Continuous variables
In the example above, all variables had discrete states. What if a variable naturally is continuous, such as time or distance? There is nothing in the formulation of our Bayesian network that prohibits the use of general functions to describe our priors and CPDs. However, there are practical implications which complicates their use. First of all, we need some way to parametrize our variables. If they all belong to the same parametric family this is not an issue, but in practice it is often difficult to find a parametric family that fits all of our variables, especially since they need to remain within this family under the multiplication and marginalization operations used during inference. Secondly, we exchange the summation to integration during marginalization, which often has no closed form. One alternative that we use in practice is to simply discretize the continuous variables. This approach is dependent on the function being smooth enough that a discretization is a good approximation.
Learning
The title mentions machine learning, but so far all we have is a – albeit sophisticated – statistical model. Although we can use this model as is, another point of view is that what we have is a prior over our final model, to be completed by data. It is possible both to learn the priors and conditional probabilities given the network structure, and to learn the structure itself. Typically, we would assume that the expert is quite good at knowing the structure of the network, and perhaps not as good at providing parameters (probabilities) for the priors and CPDs. If the expert, rather than giving point estimates for the priors and conditional probabilities, give distributions over these parameters $\theta$ we can use a Bayesian treatment of the parameters too:
$P(\theta | D) = \frac{P(D | \theta) \times P(\theta)}{P(D)}$
In this way we will preferentially update (in order to increase the likelihood of the observed data) the parameters which the expert considered uncertain. Because of the constraints that our initial structure and parameter estimates provide, the model can use data very efficiently for learning.

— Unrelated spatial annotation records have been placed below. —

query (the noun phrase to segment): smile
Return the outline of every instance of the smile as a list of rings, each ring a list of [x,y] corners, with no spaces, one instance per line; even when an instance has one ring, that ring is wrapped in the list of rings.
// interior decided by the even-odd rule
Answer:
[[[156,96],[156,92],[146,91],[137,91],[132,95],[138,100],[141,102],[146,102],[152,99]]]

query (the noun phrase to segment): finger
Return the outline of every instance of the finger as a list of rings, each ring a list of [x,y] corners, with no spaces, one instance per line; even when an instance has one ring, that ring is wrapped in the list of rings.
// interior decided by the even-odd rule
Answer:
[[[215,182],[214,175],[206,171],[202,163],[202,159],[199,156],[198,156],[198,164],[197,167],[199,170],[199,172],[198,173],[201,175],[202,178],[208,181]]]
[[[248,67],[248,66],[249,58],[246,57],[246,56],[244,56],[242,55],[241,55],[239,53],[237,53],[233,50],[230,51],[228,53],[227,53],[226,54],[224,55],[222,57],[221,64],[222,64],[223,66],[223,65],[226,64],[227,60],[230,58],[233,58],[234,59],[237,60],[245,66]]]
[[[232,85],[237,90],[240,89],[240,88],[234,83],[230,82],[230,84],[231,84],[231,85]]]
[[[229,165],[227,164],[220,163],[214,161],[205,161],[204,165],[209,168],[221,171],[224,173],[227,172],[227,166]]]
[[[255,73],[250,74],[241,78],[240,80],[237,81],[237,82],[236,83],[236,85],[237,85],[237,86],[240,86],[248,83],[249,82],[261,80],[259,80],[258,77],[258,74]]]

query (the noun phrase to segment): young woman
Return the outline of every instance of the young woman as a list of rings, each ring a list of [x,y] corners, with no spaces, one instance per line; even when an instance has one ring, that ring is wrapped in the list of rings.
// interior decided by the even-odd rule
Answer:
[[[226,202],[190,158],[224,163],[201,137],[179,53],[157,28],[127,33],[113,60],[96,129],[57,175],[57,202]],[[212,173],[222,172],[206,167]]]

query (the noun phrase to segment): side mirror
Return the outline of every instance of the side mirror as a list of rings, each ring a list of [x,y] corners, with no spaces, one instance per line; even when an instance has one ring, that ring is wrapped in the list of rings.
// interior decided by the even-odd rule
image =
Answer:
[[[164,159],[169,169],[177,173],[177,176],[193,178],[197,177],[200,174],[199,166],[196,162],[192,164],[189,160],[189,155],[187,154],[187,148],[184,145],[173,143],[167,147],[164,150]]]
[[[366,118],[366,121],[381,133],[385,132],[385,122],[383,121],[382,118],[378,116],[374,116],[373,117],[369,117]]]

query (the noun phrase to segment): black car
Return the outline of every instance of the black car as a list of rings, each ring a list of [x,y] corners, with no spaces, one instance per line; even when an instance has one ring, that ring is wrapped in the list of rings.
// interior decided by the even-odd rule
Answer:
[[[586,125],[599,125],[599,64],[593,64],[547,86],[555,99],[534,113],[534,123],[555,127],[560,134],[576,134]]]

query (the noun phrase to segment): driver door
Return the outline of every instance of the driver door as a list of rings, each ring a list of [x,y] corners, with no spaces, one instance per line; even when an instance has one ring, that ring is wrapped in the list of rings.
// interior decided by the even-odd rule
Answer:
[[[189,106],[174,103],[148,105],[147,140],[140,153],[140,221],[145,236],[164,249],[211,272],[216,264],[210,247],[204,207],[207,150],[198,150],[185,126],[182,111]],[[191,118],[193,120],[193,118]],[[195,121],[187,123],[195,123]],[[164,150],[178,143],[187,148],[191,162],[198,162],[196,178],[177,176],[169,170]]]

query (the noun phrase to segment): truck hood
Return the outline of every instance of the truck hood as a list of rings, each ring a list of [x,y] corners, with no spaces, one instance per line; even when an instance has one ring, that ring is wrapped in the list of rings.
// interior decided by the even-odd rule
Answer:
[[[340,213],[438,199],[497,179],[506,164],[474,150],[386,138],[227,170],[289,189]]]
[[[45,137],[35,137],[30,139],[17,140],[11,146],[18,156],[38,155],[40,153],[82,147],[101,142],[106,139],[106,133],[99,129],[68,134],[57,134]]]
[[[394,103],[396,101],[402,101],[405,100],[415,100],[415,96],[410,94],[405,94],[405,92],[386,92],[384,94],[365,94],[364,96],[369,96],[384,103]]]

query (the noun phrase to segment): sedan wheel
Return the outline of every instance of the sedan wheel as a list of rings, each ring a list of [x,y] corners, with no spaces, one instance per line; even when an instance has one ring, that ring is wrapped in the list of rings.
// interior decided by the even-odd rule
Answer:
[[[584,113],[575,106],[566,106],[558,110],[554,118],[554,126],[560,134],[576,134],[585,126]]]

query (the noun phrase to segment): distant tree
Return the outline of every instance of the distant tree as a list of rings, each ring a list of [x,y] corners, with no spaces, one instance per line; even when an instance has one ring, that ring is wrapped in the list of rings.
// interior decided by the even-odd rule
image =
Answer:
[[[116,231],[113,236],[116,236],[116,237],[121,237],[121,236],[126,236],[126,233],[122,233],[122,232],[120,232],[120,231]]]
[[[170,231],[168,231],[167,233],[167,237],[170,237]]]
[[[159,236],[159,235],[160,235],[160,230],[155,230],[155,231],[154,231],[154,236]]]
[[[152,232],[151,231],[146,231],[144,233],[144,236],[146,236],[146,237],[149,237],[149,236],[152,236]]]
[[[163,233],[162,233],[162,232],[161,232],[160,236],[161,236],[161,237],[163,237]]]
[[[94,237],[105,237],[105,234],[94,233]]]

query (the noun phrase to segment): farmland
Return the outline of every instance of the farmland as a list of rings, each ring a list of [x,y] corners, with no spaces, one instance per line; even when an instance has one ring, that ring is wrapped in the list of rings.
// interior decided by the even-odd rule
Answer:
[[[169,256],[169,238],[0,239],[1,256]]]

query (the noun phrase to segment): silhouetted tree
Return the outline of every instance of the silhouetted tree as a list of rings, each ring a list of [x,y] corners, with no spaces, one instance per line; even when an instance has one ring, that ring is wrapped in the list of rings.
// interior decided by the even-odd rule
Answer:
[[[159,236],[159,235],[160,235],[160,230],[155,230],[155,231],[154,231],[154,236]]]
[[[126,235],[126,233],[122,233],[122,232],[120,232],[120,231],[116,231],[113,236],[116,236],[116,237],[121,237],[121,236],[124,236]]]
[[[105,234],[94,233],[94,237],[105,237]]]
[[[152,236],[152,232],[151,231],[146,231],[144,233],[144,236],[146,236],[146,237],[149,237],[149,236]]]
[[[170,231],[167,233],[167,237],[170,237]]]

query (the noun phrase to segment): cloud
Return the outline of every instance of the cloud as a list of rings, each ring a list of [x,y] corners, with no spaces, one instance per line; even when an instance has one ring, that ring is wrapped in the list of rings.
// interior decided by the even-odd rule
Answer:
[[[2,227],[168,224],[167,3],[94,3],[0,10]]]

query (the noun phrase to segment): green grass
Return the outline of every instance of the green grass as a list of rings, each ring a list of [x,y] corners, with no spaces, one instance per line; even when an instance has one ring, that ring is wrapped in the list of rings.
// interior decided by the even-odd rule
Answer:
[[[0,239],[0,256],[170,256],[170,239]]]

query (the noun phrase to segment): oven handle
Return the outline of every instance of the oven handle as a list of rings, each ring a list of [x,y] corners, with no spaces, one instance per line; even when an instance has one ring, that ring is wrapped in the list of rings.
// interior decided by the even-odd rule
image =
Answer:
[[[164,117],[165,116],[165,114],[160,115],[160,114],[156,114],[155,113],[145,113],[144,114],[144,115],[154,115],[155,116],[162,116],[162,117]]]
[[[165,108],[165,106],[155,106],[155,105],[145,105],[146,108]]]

We can also learn about the structure of the network. Similarly to how boosted trees are grown, we attach a cost function to the structure of the network which encourages a small sparsely connected network. We can then add nodes or edges that provide an increase in the likelihood of the data that offsets the increase in the cost function, and similarly prune existing nodes and edges that do not.
Conclusion
Bayesian belief networks is a class of highly data efficient and interpretable models for domains with causal relationships between variables. The tradeoff is a dependency on good prior knowledge and often problem-specific adaptions and simplifications. For the problems where their strengths shine however, belief networks are well worth their trouble.